On October 23, 2017, the USCIS announced a significant change in policy in the adjudication of nonimmigrant extension of status petitions that will impact H, L, O, and P nonimmigrants. In the agency's new Policy Memorandum, "Rescission of Guidance Regarding Deference to Prior Determinations of Eligibility in the Adjudication of Petitions for Extension of Nonimmigrant Status," the USCIS reversed its policy of giving deference to prior eligibility determinations on subsequent petitions requesting extensions of stay. The previous policy, set forth in an April 23, 2004 Memo, instructed adjudicators to yield to prior approval decisions when reviewing eligibility in extension petitions involving the same parties (petitioner and beneficiary, i.e. employer and employee) and the same underlying facts (same terms and conditions of employment), absent any findings of material error, changed circumstances, or adverse information. This previous policy was instituted to curb the then spate of adjudicators questioning or re-adjudicating prior determinations where there were no material changes affecting eligibility for the extension request.
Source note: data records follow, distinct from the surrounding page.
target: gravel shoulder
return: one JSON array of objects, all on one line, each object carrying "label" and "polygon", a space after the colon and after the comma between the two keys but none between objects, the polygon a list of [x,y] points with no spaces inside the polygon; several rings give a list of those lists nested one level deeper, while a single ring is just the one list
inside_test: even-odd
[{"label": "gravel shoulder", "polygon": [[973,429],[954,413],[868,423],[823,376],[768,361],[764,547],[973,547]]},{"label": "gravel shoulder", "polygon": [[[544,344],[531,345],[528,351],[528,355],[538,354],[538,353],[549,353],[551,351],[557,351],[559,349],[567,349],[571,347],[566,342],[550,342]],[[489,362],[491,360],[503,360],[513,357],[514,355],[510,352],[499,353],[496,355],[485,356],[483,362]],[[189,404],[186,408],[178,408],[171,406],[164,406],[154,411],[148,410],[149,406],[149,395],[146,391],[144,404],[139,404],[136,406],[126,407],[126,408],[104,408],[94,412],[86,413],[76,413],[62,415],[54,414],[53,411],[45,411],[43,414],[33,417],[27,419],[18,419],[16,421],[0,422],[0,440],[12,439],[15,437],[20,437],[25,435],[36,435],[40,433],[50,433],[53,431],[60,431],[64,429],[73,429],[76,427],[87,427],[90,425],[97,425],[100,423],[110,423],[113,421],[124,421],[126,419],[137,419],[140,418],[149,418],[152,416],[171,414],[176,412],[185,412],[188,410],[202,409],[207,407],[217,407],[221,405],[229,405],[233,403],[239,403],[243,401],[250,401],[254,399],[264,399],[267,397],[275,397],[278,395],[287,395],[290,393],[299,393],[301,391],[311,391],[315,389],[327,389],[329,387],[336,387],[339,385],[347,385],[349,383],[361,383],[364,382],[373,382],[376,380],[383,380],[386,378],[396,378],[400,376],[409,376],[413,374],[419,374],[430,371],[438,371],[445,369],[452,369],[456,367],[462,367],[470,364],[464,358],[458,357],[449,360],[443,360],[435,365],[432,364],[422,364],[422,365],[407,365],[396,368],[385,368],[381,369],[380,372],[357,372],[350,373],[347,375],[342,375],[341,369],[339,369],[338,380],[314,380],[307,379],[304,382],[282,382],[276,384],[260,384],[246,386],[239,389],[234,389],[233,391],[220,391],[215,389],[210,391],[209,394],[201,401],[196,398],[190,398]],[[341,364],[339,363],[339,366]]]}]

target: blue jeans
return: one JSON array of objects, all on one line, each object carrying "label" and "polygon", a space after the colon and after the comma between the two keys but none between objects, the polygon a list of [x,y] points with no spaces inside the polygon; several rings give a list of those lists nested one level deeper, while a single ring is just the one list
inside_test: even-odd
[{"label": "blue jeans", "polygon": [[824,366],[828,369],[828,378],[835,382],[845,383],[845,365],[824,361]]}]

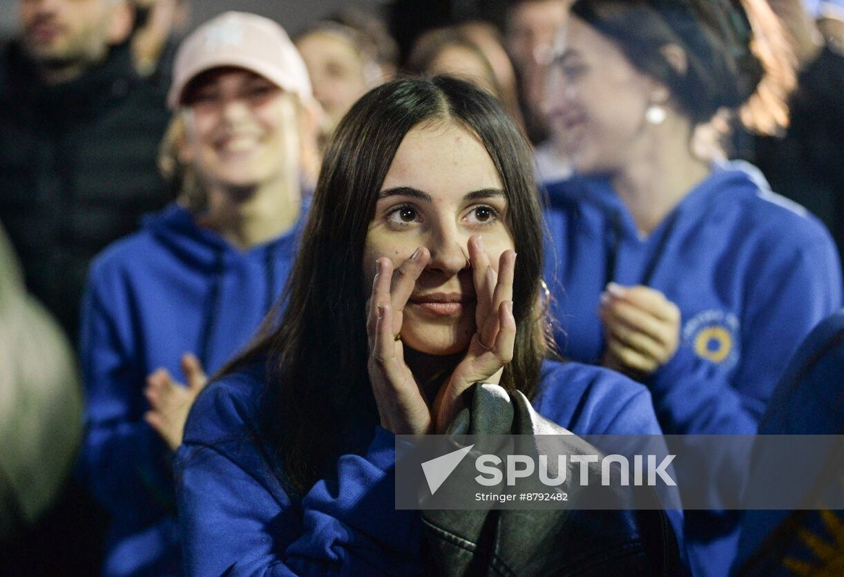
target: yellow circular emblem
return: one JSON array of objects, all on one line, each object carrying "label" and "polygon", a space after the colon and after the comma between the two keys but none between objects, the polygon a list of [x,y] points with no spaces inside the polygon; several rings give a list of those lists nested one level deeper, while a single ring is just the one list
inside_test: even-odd
[{"label": "yellow circular emblem", "polygon": [[695,352],[712,362],[721,362],[732,350],[733,337],[722,327],[706,327],[695,339]]}]

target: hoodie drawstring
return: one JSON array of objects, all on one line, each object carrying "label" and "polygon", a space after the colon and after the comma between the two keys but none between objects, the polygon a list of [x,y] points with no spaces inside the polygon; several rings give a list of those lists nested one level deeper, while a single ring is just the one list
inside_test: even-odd
[{"label": "hoodie drawstring", "polygon": [[203,312],[203,328],[199,333],[199,343],[197,346],[197,356],[203,367],[208,366],[210,355],[211,334],[214,331],[214,322],[217,319],[217,306],[219,301],[219,285],[223,277],[223,253],[217,253],[214,262],[214,275],[208,288],[208,297],[205,300],[205,310]]},{"label": "hoodie drawstring", "polygon": [[267,275],[267,295],[264,298],[264,314],[269,312],[275,302],[275,254],[279,250],[278,243],[267,248],[264,255],[264,271]]},{"label": "hoodie drawstring", "polygon": [[[679,210],[674,210],[671,216],[669,216],[669,220],[665,227],[665,232],[663,233],[662,238],[659,239],[659,244],[657,246],[657,249],[653,252],[653,255],[651,257],[650,260],[647,262],[647,265],[645,267],[642,272],[641,278],[639,281],[640,285],[644,286],[650,286],[653,276],[657,272],[659,266],[660,261],[662,261],[663,257],[665,254],[665,250],[668,246],[668,241],[671,239],[674,234],[674,228],[677,226],[678,217],[679,215]],[[616,268],[618,266],[619,259],[619,250],[621,246],[621,210],[616,209],[613,212],[613,215],[610,220],[609,230],[607,231],[607,241],[606,241],[606,250],[607,250],[607,265],[606,270],[604,271],[604,283],[603,286],[606,286],[610,282],[615,280]]]}]

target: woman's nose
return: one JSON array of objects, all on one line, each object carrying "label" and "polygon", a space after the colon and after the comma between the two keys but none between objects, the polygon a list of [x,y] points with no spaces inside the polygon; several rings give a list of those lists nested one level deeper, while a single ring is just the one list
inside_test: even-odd
[{"label": "woman's nose", "polygon": [[[465,237],[465,238],[464,238]],[[460,234],[455,226],[443,227],[431,235],[427,246],[430,251],[429,269],[453,276],[469,266],[468,236]]]},{"label": "woman's nose", "polygon": [[236,122],[248,113],[248,105],[241,98],[230,98],[223,103],[223,118],[230,122]]}]

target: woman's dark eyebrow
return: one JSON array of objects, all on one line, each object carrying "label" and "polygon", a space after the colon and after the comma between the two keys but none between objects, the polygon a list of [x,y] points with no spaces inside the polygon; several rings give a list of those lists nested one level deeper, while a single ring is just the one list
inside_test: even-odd
[{"label": "woman's dark eyebrow", "polygon": [[430,194],[412,187],[394,187],[382,190],[378,194],[378,199],[386,199],[388,196],[410,196],[429,203],[431,201]]},{"label": "woman's dark eyebrow", "polygon": [[566,61],[576,58],[578,56],[580,56],[580,53],[576,50],[566,48],[561,52],[554,54],[552,61],[555,64],[565,64]]},{"label": "woman's dark eyebrow", "polygon": [[481,188],[469,193],[463,197],[463,200],[481,200],[496,196],[504,196],[504,191],[500,188]]},{"label": "woman's dark eyebrow", "polygon": [[[395,187],[381,191],[378,199],[386,199],[389,196],[409,196],[425,202],[430,202],[430,194],[412,187]],[[481,199],[491,199],[496,196],[504,196],[504,191],[499,188],[481,188],[468,193],[463,200],[479,200]]]}]

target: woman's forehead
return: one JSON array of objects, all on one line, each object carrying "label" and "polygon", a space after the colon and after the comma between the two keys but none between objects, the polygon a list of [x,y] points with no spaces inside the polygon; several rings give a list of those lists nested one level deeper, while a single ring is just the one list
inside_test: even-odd
[{"label": "woman's forehead", "polygon": [[458,193],[501,188],[495,165],[480,139],[454,122],[419,126],[402,140],[381,190],[409,187]]}]

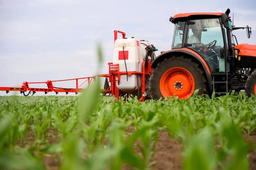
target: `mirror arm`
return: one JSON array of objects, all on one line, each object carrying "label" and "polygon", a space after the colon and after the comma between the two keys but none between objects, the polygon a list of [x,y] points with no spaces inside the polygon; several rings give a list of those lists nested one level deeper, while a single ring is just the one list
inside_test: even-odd
[{"label": "mirror arm", "polygon": [[238,42],[237,42],[237,39],[236,39],[236,36],[233,34],[232,34],[232,36],[235,37],[235,38],[236,38],[236,44],[238,45]]}]

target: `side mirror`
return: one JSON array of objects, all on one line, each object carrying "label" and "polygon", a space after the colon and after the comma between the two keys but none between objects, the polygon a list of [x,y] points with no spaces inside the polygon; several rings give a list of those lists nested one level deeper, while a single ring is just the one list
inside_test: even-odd
[{"label": "side mirror", "polygon": [[221,21],[224,27],[226,28],[228,28],[229,26],[228,24],[228,18],[227,16],[227,14],[221,14]]},{"label": "side mirror", "polygon": [[247,33],[247,37],[248,39],[250,37],[250,35],[252,34],[252,31],[250,30],[249,28],[249,26],[246,26],[246,33]]}]

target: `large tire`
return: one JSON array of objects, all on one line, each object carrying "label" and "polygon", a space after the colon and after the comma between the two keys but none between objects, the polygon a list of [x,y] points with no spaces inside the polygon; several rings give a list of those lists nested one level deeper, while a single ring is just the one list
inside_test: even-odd
[{"label": "large tire", "polygon": [[200,88],[198,95],[208,94],[205,73],[191,58],[172,56],[157,64],[149,79],[151,99],[166,99],[175,94],[186,99]]},{"label": "large tire", "polygon": [[250,75],[245,83],[245,95],[250,97],[252,94],[256,95],[256,70]]}]

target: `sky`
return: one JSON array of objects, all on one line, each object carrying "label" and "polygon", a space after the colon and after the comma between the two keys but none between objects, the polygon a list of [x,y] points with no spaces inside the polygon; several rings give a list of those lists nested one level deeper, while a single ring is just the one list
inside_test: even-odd
[{"label": "sky", "polygon": [[[224,12],[228,8],[230,16],[234,13],[236,26],[252,27],[250,39],[245,30],[233,31],[239,43],[256,45],[256,2],[253,0],[0,0],[0,87],[108,74],[108,63],[113,60],[114,30],[149,41],[158,49],[157,56],[171,49],[174,25],[170,17]],[[98,44],[104,57],[99,69]],[[55,85],[74,88],[75,82]],[[47,88],[45,84],[33,86],[38,87]],[[0,91],[0,96],[6,94]]]}]

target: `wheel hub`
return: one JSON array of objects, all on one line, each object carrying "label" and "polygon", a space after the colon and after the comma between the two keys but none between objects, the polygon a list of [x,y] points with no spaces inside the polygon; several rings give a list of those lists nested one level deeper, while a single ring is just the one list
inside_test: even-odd
[{"label": "wheel hub", "polygon": [[[182,85],[183,84],[181,83],[181,82],[180,81],[179,82],[176,83],[174,83],[174,85],[175,85],[175,86],[174,86],[174,88],[178,88],[178,89],[180,89],[180,88],[183,88],[183,87],[182,87]],[[176,85],[175,85],[176,84]]]},{"label": "wheel hub", "polygon": [[180,99],[187,99],[194,92],[195,83],[190,73],[181,68],[174,68],[166,71],[160,81],[163,96],[166,98],[175,95]]}]

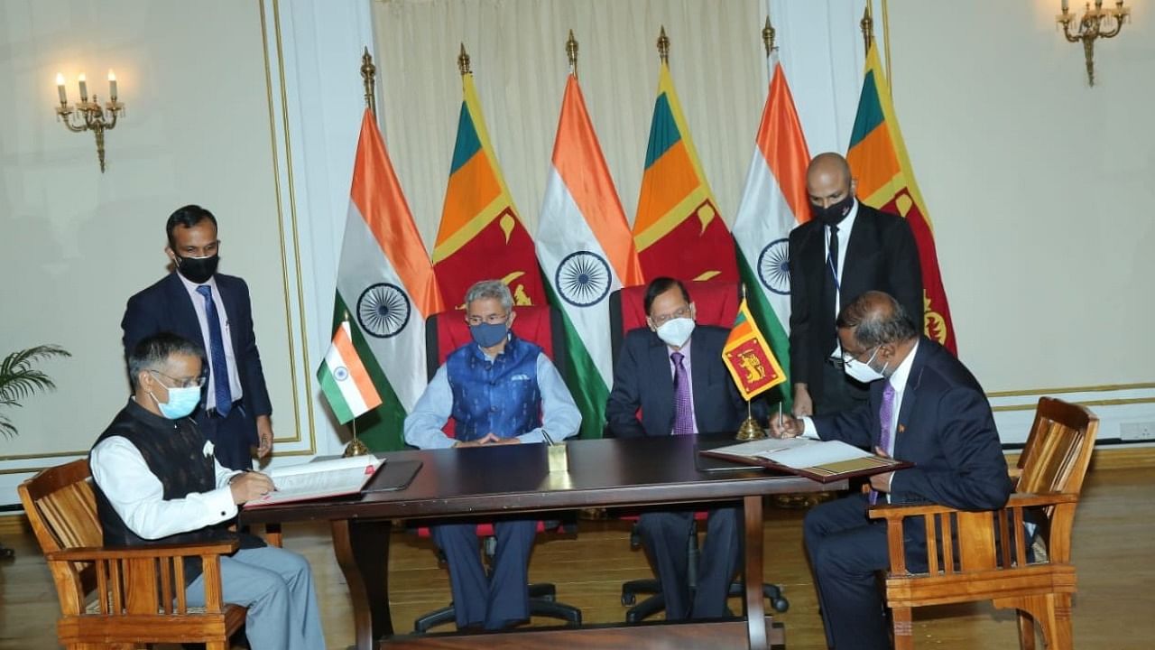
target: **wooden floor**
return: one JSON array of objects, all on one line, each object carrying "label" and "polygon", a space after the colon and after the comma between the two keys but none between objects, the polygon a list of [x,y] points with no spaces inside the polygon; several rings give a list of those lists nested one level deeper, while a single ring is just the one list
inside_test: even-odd
[{"label": "wooden floor", "polygon": [[[790,650],[821,650],[821,622],[814,586],[803,560],[802,512],[767,509],[766,578],[783,585],[790,611]],[[12,518],[8,518],[9,520]],[[327,529],[289,527],[285,546],[313,564],[329,648],[352,643],[349,596],[333,557]],[[629,529],[620,522],[581,522],[575,539],[539,541],[530,577],[558,585],[560,600],[582,608],[587,622],[624,620],[624,581],[644,577],[642,553],[629,551]],[[55,649],[55,591],[35,539],[16,526],[0,527],[0,540],[16,559],[0,563],[0,649]],[[1074,633],[1078,648],[1155,648],[1155,472],[1093,471],[1075,520],[1074,560],[1079,569]],[[394,625],[411,629],[416,615],[445,605],[449,586],[429,542],[395,534],[389,566]],[[740,611],[735,599],[731,607]],[[1018,648],[1014,616],[989,605],[916,611],[915,643],[938,650]],[[452,627],[452,626],[449,626]]]}]

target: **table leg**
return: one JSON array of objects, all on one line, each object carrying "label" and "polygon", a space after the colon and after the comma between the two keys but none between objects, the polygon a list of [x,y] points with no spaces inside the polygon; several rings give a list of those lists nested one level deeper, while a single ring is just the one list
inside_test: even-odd
[{"label": "table leg", "polygon": [[389,618],[388,519],[335,519],[333,551],[349,585],[353,606],[353,630],[358,650],[377,648],[393,635]]},{"label": "table leg", "polygon": [[750,650],[766,650],[766,610],[762,607],[762,497],[743,498],[746,518],[746,628]]}]

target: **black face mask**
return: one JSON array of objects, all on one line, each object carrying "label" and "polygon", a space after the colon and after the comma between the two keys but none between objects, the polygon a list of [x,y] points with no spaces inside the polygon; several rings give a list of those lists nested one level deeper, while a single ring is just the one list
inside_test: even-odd
[{"label": "black face mask", "polygon": [[221,261],[221,256],[210,257],[180,257],[177,256],[177,271],[189,282],[203,285],[216,273],[216,266]]},{"label": "black face mask", "polygon": [[850,214],[850,208],[855,206],[855,195],[847,192],[847,198],[842,199],[836,204],[830,204],[828,206],[819,207],[815,205],[810,206],[810,213],[825,226],[837,226],[843,219]]}]

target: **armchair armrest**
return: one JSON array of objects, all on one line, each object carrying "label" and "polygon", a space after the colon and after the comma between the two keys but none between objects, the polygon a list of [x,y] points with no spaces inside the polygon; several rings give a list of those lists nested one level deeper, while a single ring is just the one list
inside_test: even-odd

Pursuant to the updated USCIS policy, extension of stay petitions involving the same parties and same underlying facts will now be subject to the same level of scrutiny as completely new petitions, without consideration of prior approvals. While the USCIS acknowledged that the immigration regulations do not require petitioners to submit initial evidence when requesting extensions where there are no material changes, the change in policy is largely based on the USCIS' efforts to reassert its authority to request additional evidence, and to emphasize the petitioning employer's burden to prove eligibility for extension. This sentiment appears to be in line with the current Administration's “Buy American, Hire American” Executive Order, which aims to prevent abuse of the nonimmigrant worker visa program in order to protect U.S. workers.
What This Means for You
Immigration attorneys and employers of foreign workers have already witnessed a marked increase in the number of requests for evidence (RFEs) in routine H-1B filings since the Trump Administration took office in January of this year. Reuters has also reported recently that there were 85,000 H-1B RFEs issued between January and August, marking a 45% increase compared to the same period last year. (Incidentally, statistical data released by the USCIS also reveals an increase in RFE issuance for L-1B filings as well, showing a 33% increase in the rate of RFE issuance since January 2017). Many of these RFEs reflect interpretations of the law that are inconsistent with USCIS’ earlier policies, and seem to also reflect a much higher burden of proof than called for in the USCIS regulations. In light of these changes and in order to minimize the risk of RFE delays, we may in some cases ask our clients to provide evidence that was not required to secure approval of the previous filing, when preparing an extension of stay petition. To allow our clients more time to provide this evidence, we will also be initiating the extension process 8 months prior to expiration of the previously approved petition (note that the earliest that an extension may be filed is six months prior to expiration).